On May 25, 2010, at 12:18 , Heikki Linnakangas wrote:
> On 25/05/10 13:03, Florian Pflug wrote:
>> On May 25, 2010, at 6:08 , Sam Vilain wrote:
>>> http://www.postgresql.org/docs/8.4/static/sql-savepoint.html
>>> 
>>> Lead us to believe that if you roll back to the same savepoint name
>>> twice in a row, that you might start walking back through the
>>> savepoints.  I guess I missed the note on ROLLBACK TO SAVEPOINT that
>>> that is not how it works.
>>> 
>>> Here is the section:
>>> 
>>> SQL requires a savepoint to be destroyed automatically when another
>>> savepoint with the same name is established. In PostgreSQL, the old
>>> savepoint is kept, though only the more recent one will be used when
>>> rolling back or releasing. (Releasing the newer savepoint will cause the
>>> older one to again become accessible to ROLLBACK TO SAVEPOINT and
>>> RELEASE SAVEPOINT.) Otherwise, SAVEPOINT is fully SQL conforming.
>> 
>> I'm confused. The sentence in brackets "Releasing the newer savepoint will 
>> cause the older one to again become accessible to ROLLBACK TO SAVEPOINT and 
>> RELEASE SAVEPOINT" implies that you *will* walk backwards through all the 
>> savepoints named "a" if you repeatedly issue "ROLLBACK TO SAVEPOINT a", no? 

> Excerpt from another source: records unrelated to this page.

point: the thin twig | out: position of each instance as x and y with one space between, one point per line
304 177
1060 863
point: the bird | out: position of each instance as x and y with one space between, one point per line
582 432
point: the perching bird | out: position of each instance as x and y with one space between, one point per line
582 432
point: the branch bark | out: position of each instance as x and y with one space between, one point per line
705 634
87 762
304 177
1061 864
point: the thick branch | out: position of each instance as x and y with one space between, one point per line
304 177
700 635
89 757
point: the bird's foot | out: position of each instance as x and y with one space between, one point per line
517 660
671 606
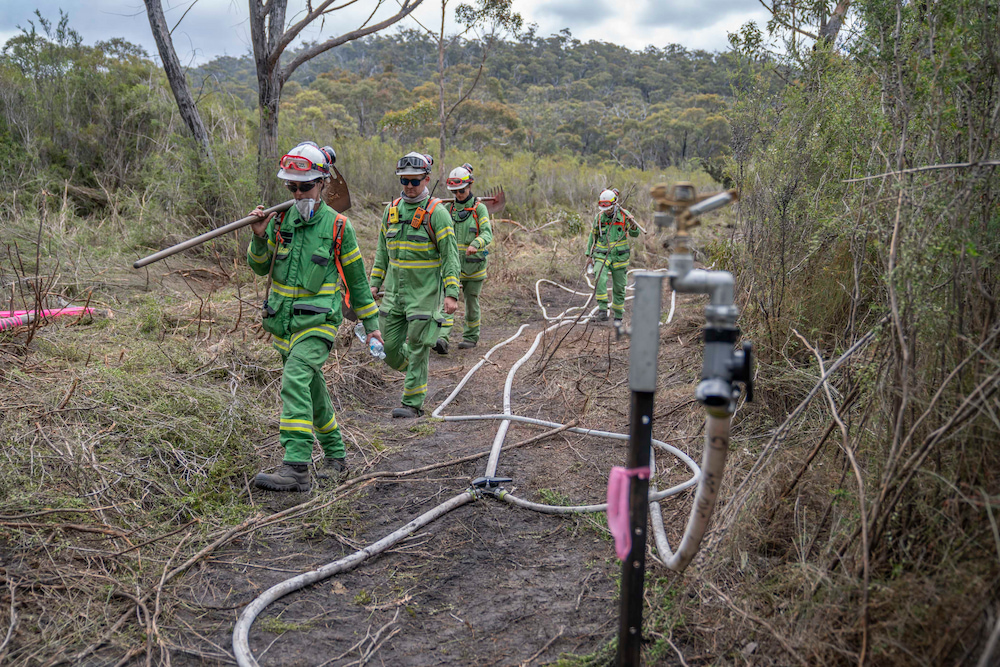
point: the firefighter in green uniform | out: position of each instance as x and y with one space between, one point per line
471 221
312 256
608 247
416 263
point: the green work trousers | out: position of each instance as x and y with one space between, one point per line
471 290
305 403
407 346
619 274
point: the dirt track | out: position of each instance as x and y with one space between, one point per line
487 584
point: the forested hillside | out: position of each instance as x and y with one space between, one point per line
858 515
649 109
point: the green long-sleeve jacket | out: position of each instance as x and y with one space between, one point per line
472 226
305 293
416 267
609 237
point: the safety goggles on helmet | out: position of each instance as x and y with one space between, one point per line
413 162
306 186
299 163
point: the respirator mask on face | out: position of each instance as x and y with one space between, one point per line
305 207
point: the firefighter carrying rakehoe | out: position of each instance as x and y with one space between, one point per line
471 221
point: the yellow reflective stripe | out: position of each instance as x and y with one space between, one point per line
295 425
329 426
352 256
256 258
411 245
282 344
294 292
415 263
367 311
323 328
474 276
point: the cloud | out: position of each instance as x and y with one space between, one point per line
687 14
575 12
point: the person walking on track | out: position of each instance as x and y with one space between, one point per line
313 262
608 250
416 263
474 234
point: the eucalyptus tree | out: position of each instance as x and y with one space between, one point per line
271 33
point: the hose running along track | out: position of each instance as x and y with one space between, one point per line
717 431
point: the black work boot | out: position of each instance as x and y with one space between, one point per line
406 411
332 468
289 477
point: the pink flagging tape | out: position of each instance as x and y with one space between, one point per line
618 520
19 318
69 310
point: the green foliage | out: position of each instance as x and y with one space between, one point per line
907 255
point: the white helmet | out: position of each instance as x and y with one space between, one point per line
460 177
607 200
414 164
306 162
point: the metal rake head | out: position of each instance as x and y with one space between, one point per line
495 198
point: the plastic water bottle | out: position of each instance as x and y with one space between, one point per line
376 347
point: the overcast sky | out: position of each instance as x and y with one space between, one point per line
219 27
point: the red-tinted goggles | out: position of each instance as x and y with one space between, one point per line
299 163
294 186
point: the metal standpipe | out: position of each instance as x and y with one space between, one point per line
642 381
722 367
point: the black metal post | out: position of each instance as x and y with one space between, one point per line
645 344
634 567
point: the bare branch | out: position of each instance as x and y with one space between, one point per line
310 53
932 167
786 25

>> If that is not how it actually works, then this whole paragraph is wrong, 
>> I'd say.
> 
> Releasing the newer savepoint will cause the older one to again become 
> accessible, as the doc says, but rolling back to a savepoint does not 
> implicitly release it. You'll have to use RELEASE SAVEPOINT for that.

Ah, now I get it. Thanks.

Would changing "Releasing the newer savepoint will cause ... " to "Explicitly 
releasing the newer savepoint" or maybe even "Explicitly releasing the newer 
savepoint with RELEASE SAVEPOINT will cause ..." make things clearer?